Semi-Static Variance-Optimal Hedging in Stochastic Volatility Models with Fourier Representation

TL;DR

This paper develops a Fourier-based method for variance-optimal semi-static hedging in complex stochastic volatility models, enabling explicit strategies for derivatives like variance swaps in both affine and non-affine models.

Contribution

It introduces a Fourier approach to derive explicit formulas for hedging errors and strategies in multidimensional stochastic volatility models, including non-affine cases.

Findings

Explicit formulas for hedging errors and strategies in stochastic volatility models.

Application to variance swaps in Heston and 3/2 models.

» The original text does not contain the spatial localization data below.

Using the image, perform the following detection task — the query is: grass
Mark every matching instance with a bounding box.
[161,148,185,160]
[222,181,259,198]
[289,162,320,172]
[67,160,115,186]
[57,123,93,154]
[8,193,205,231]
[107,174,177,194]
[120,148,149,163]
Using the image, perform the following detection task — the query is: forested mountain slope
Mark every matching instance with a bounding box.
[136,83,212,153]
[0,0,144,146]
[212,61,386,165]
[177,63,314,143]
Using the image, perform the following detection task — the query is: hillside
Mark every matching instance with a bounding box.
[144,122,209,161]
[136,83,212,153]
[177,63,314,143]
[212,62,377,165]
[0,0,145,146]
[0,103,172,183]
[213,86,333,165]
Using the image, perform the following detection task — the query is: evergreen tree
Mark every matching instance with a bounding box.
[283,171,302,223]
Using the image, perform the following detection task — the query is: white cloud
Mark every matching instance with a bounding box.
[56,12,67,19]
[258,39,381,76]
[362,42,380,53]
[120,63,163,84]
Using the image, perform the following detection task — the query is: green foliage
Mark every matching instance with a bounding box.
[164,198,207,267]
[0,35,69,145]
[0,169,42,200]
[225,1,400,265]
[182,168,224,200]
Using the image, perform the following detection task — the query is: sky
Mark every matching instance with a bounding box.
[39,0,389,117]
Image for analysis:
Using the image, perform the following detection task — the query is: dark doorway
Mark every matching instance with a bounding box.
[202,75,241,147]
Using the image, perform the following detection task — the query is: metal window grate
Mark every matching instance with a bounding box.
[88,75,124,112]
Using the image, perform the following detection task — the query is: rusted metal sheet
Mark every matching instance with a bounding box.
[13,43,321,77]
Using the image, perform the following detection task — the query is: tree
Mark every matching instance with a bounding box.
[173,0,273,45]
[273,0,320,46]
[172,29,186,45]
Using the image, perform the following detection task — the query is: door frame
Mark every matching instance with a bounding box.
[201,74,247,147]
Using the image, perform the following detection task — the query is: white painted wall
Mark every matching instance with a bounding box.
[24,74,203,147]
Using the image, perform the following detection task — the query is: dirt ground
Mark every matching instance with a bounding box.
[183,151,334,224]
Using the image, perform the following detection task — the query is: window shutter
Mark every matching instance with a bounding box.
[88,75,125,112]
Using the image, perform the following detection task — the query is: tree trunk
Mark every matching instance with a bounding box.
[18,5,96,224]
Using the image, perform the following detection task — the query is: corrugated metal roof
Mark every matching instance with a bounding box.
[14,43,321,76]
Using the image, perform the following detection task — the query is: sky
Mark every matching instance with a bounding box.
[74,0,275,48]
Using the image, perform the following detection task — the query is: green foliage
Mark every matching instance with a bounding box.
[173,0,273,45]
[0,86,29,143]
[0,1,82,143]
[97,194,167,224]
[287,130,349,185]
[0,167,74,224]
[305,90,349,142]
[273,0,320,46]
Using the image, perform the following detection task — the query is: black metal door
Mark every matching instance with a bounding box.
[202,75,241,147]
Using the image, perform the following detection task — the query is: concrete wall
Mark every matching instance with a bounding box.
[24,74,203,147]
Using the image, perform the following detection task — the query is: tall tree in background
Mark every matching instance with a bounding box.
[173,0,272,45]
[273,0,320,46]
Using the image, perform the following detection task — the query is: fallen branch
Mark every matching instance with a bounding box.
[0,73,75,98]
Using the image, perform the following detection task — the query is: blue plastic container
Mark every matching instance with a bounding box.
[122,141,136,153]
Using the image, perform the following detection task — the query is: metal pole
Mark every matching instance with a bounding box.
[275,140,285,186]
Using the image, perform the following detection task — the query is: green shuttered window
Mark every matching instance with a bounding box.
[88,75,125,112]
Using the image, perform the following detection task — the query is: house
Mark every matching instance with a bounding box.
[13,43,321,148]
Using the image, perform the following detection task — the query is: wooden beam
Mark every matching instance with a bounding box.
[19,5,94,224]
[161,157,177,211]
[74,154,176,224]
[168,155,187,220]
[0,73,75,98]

Extension of variance-optimal hedging to non-affine models.

Abstract

In a financial market model, we consider the variance-optimal semi-static hedging of a given contingent claim, a generalization of the classic variance-optimal hedging. To obtain a tractable formula for the expected squared hedging error and the optimal hedging strategy, we use a Fourier approach in a general multidimensional semimartingale factor model. As a special case, we recover existing results for variance-optimal hedging in affine stochastic volatility models. We apply the theory to set up a variance-optimal semi-static hedging strategy for a variance swap in both the Heston and the 3/2-model, the latter of which is a non-affine stochastic volatility model.